Search area widened for missing AirAsia plane

Hunt for passenger jet that went missing with 162 people on board widens, as US assigns destroyer to help search teams.

    The search for missing AirAsia flight QZ8501 has expanded beyond the plane's flight path, three days after the jet presumably crashed, Indonesia's National Search and Rescue Agency chief has said.

    Henry Bambang Soelistyo said on Tuesday that the search area had widened beyond the islands of Sumatra and Borneo in the Java sea, as 30 ships, 15 aircraft and seven helicopters stepped up efforts to find the Airbus A320-200, carrying 162 people.

    Al Jazeera's Scott Heidler, reporting from Surabaya in east Java, said the search teams were focusing on an area around 70 nautical miles from Belitung.

    Authorities expanded their search to 11,000 nautical miles, from Pangkalan Bun on the western part of Borneo island to the smaller islands of Bangka and Belitung.

    The focus of the search had previously been over the Java Sea, where there had been no confirmed signs of wreckage.

    "Until now, we have not yet found any signal or indication of the plane's whereabouts," Soelistyo said.

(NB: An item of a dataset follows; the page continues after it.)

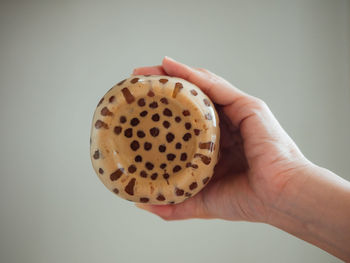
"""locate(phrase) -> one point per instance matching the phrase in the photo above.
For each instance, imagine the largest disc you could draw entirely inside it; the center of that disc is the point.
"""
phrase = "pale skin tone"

    The US said in a statement that the USS Sampson, a guided missile destroyer which was already in the Western Pacific, will arrive in the area later in the day to join the search. 

    "We stand ready to assist in any way possible," Pentagon spokesman Mark Wright said.

    China announced plans to send a navy frigate and a military jet to help, while Australia said it was sending two more Orion aircraft to join in the search.

    Disastrous year

    Flight QZ8501 went missing after air traffic controllers lost contact with the aircraft about 45 minutes after it left Juanda international airport at Surabaya in East Java at 5.20am on Sunday (22:20 GMT Saturday).

    Shortly before disappearing, AirAsia said the pilot of the plane had asked permission from air traffic control to change course and climb above bad weather in an area noted for severe thunderstorms.

    The plane's disappearance comes at a sensitive time for Jakarta's aviation authorities, as they strive to improve the country's safety reputation to match its status as one of the airline industry's fastest growing markets.

    It also appears to be a third air disaster involving a Malaysian-affiliated carrier in less than a year, further denting confidence in that country's aviation industry and spooking air travellers across the region.

    Malaysia Airlines Flight MH370 went missing on March 8 on a trip from Kuala Lumpur to Beijing with 239 passengers and crew and has not been found.

    On July 17, the same airline's Flight MH17 was shot down over Ukraine, killing all 298 people on board.